La fin des privilèges pour nos parlementaires ?

Le projet de loi sur la Moralisation de la vie publique, actuellement examiné à l’assemblée nationale, fait grincer quelques dents…y compris dans les rangs des Marcheurs.

On comprend nos députés puisque ce texte, voulu par le tandem Macron-Bayrou, siffle la fin des privilèges! Cette première grande réforme de la mandature s’attaque en effet à plusieurs tabous, comme pour mieux réconcilier les Français avec sa classe politique.

Adopté par le Sénat les 12 et 13 juillet derniers, le projet de loi est actuellement à l’étude à l’assemblée nationale.

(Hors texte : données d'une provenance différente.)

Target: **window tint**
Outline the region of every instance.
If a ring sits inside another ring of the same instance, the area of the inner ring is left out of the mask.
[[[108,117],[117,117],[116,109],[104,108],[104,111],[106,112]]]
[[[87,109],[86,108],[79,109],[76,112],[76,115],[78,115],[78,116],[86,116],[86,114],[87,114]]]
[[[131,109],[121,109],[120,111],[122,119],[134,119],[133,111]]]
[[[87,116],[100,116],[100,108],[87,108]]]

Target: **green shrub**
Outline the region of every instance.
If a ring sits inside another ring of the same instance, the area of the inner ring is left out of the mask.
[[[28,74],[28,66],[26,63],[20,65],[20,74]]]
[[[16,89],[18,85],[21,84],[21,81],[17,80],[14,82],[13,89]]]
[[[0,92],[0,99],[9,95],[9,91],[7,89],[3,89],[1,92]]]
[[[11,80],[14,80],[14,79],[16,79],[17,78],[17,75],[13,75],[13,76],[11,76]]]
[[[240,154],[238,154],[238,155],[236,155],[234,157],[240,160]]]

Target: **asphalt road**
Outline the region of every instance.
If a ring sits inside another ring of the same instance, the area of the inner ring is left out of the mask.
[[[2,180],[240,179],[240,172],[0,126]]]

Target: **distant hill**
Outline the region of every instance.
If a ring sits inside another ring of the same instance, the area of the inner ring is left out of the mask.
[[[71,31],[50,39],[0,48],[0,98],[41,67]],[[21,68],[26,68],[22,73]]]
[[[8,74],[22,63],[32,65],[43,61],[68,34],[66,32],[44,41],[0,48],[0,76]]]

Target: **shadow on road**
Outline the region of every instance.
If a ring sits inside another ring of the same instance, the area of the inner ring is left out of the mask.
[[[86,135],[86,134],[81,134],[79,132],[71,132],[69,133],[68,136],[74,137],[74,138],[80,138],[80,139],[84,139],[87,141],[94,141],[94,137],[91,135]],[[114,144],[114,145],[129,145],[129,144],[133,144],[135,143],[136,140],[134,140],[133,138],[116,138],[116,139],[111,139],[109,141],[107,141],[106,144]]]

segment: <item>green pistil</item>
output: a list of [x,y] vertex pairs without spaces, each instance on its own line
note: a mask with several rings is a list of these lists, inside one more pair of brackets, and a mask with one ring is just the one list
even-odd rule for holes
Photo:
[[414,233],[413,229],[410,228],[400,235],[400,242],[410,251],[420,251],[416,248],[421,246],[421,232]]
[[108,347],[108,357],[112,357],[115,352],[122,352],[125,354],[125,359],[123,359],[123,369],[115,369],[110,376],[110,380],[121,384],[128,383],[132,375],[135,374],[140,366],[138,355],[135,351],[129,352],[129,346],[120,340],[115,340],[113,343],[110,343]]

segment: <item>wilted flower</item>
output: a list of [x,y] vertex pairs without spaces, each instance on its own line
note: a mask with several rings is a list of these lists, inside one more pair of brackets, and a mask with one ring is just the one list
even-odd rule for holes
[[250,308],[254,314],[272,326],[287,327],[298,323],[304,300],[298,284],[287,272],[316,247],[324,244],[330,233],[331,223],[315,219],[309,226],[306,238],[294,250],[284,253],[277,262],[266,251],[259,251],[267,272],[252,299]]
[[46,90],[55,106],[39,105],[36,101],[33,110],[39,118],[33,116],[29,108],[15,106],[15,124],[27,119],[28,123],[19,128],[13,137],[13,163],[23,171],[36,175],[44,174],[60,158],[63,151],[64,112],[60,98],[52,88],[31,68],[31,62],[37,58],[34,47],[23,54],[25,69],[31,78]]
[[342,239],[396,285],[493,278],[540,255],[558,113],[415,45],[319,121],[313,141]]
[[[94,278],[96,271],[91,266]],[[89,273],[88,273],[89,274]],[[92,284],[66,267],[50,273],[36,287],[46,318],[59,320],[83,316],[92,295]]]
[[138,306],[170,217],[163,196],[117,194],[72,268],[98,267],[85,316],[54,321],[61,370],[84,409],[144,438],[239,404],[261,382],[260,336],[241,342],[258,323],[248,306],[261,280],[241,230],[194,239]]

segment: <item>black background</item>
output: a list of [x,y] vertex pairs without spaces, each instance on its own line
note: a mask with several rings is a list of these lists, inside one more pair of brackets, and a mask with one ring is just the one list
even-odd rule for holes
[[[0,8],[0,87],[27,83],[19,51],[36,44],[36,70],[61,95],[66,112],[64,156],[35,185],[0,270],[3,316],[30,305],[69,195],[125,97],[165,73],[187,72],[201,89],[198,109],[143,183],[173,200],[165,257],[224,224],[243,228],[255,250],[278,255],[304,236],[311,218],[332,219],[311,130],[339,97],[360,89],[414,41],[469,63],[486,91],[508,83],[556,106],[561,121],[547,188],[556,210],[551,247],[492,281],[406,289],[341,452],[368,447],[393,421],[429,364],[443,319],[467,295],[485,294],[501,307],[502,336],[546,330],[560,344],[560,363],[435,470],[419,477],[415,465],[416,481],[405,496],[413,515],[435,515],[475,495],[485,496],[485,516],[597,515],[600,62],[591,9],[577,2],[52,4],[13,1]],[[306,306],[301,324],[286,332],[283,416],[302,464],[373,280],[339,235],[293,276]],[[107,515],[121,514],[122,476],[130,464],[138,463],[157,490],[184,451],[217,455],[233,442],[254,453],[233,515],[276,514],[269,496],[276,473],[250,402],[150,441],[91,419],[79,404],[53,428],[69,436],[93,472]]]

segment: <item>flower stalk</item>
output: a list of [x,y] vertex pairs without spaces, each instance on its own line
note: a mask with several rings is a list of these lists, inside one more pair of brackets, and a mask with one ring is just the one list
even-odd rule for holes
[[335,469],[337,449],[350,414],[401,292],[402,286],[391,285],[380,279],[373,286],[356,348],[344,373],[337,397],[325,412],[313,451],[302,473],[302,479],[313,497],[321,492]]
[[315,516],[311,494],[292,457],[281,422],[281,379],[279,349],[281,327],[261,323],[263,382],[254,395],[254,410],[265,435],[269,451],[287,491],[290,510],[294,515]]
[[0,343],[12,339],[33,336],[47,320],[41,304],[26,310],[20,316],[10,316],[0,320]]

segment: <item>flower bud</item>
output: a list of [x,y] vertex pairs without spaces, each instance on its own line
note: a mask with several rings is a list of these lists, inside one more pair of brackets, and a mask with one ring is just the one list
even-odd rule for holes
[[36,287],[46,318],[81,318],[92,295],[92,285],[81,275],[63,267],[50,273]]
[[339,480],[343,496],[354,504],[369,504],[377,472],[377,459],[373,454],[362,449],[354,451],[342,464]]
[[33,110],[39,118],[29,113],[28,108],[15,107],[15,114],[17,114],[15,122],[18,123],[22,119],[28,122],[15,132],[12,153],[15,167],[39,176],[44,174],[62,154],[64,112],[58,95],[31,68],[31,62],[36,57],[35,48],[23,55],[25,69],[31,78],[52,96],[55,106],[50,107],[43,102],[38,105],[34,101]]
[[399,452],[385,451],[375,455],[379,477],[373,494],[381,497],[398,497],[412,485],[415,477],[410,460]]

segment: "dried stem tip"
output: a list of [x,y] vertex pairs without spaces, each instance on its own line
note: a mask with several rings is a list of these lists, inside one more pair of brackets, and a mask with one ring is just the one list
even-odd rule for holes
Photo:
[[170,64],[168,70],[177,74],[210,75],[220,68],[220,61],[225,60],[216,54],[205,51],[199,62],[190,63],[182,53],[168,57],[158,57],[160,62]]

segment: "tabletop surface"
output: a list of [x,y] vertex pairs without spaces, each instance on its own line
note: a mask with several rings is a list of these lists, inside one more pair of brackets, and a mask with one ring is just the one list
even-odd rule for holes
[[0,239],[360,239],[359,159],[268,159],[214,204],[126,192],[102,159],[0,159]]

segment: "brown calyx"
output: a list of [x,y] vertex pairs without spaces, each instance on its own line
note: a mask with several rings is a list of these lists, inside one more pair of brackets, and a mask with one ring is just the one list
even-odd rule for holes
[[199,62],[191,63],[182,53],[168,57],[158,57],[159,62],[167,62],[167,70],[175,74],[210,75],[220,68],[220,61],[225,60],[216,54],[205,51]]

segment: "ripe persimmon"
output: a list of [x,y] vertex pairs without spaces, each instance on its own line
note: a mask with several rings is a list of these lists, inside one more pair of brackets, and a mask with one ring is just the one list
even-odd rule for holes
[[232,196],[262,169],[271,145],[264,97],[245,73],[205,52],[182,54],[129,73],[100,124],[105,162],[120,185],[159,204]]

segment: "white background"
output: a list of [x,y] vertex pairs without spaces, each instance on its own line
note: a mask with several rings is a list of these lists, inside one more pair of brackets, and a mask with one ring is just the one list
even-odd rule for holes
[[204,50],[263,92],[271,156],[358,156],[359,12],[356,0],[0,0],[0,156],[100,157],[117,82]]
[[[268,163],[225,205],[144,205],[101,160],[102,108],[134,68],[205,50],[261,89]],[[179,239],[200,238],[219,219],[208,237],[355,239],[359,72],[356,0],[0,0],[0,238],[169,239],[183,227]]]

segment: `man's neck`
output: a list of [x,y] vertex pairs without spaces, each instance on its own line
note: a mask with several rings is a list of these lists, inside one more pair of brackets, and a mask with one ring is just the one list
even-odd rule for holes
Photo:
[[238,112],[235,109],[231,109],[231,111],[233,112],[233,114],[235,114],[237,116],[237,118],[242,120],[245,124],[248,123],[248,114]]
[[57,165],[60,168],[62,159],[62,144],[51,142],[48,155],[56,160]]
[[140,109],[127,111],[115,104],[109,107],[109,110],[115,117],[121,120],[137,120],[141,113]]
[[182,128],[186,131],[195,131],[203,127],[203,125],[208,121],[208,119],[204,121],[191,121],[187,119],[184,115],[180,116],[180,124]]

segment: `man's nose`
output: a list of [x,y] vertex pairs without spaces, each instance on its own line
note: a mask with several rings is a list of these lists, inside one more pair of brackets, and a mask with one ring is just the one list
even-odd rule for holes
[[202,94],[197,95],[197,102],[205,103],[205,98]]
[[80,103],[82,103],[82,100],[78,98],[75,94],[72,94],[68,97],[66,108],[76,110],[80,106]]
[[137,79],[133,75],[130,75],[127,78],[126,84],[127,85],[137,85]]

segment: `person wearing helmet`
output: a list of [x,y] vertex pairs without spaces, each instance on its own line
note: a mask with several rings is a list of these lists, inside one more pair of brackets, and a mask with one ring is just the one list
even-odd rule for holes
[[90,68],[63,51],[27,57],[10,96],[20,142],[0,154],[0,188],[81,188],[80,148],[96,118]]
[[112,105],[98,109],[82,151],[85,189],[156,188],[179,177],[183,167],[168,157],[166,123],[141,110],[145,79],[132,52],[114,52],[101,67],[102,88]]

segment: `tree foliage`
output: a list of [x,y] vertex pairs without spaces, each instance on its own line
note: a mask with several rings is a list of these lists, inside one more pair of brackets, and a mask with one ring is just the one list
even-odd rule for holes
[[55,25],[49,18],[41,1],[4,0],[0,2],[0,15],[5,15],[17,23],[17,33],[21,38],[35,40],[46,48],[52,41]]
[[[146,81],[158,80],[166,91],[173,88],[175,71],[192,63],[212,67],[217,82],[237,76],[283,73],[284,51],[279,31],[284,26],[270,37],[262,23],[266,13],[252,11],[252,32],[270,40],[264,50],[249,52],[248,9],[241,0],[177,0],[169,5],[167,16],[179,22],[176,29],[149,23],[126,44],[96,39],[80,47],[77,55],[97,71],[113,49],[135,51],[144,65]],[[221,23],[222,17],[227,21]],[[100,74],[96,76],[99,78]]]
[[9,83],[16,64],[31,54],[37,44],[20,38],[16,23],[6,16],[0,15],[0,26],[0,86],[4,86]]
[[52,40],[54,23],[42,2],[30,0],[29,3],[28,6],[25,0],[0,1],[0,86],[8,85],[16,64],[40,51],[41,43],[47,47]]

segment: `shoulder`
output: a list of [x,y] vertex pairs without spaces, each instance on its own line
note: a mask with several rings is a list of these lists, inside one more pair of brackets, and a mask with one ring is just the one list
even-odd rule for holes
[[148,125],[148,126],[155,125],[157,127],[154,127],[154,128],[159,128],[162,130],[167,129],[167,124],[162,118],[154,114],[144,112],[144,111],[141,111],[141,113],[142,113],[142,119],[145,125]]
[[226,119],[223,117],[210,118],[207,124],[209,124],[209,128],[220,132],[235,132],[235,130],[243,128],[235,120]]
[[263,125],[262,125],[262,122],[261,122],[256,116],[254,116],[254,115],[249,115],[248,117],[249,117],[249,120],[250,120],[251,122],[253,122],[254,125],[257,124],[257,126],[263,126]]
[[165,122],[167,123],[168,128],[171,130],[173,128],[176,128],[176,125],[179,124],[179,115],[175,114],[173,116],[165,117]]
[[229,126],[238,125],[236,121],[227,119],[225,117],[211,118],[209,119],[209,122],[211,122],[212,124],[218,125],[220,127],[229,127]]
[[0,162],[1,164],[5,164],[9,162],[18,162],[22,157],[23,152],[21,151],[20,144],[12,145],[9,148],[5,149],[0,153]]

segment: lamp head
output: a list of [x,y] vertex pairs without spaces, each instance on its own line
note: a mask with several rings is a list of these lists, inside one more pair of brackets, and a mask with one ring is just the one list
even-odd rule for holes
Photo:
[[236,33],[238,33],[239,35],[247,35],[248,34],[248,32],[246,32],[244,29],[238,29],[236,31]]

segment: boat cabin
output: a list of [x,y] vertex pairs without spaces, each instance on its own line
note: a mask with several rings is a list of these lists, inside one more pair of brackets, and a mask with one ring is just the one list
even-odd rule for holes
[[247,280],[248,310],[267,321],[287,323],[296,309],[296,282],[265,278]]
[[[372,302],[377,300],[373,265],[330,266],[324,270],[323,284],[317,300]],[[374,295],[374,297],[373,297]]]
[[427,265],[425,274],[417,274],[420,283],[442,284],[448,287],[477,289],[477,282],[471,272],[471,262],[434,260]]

L’une des plus importantes dispositions a trait à la suppression des embauches familiales. On se souvient en effet que cette faculté donnée aux parlementaires a coûté très cher au candidat LR à la présidentielle, François Fillon. Dés lors, les collaborateurs concernés seraient purement simplement licenciés dans un délai de cinq mois. La loi vise également « les emplois croisés », à savoir quand le proche d’un parlementaire travaille pour un autre parlementaire…

A l’origine, il devait être fait obligation à tout candidat d’avoir un casier judiciaire vierge. Pour l’heure, les sénateurs sont revenus sur cette disposition pour la remplacer par une inéligibilité de dix ans en cas de manquement à la probité. Vigilant sur ce sujet, le sujet indépendantiste Brotherson souhaite pour sa part une inéligibilité à vie!

Ce besoin de moraliser la vie publique en France risque également de « faire mal » aux portefeuilles des élus.

C’est ainsi que l’indemnité représentative des frais de mandat (IRFM) est appelée à disparaître au profit d’un système de remboursement sur justificatifs. L’IRFM a -théoriquement- pour fonction de couvrir les frais de représentation de chaque élu sur le terrain. Le problème, c’est qu’elle n’est ni contrôlée par l’administration fiscale, ni imposable. Seule obligation, celle de détenir un compte dédié afin de ne pas confondre avec son propre argent de poche. Au 1er février 2017, l’IRFM était de 5372 euros (net), soit 640 000 Fcfp, somme versée mensuellement à chacun des 577 députés. Ce qui représente quand même la bagatelle de 4,5 milliards de Fcfp chaque année pour le budget de la Nation.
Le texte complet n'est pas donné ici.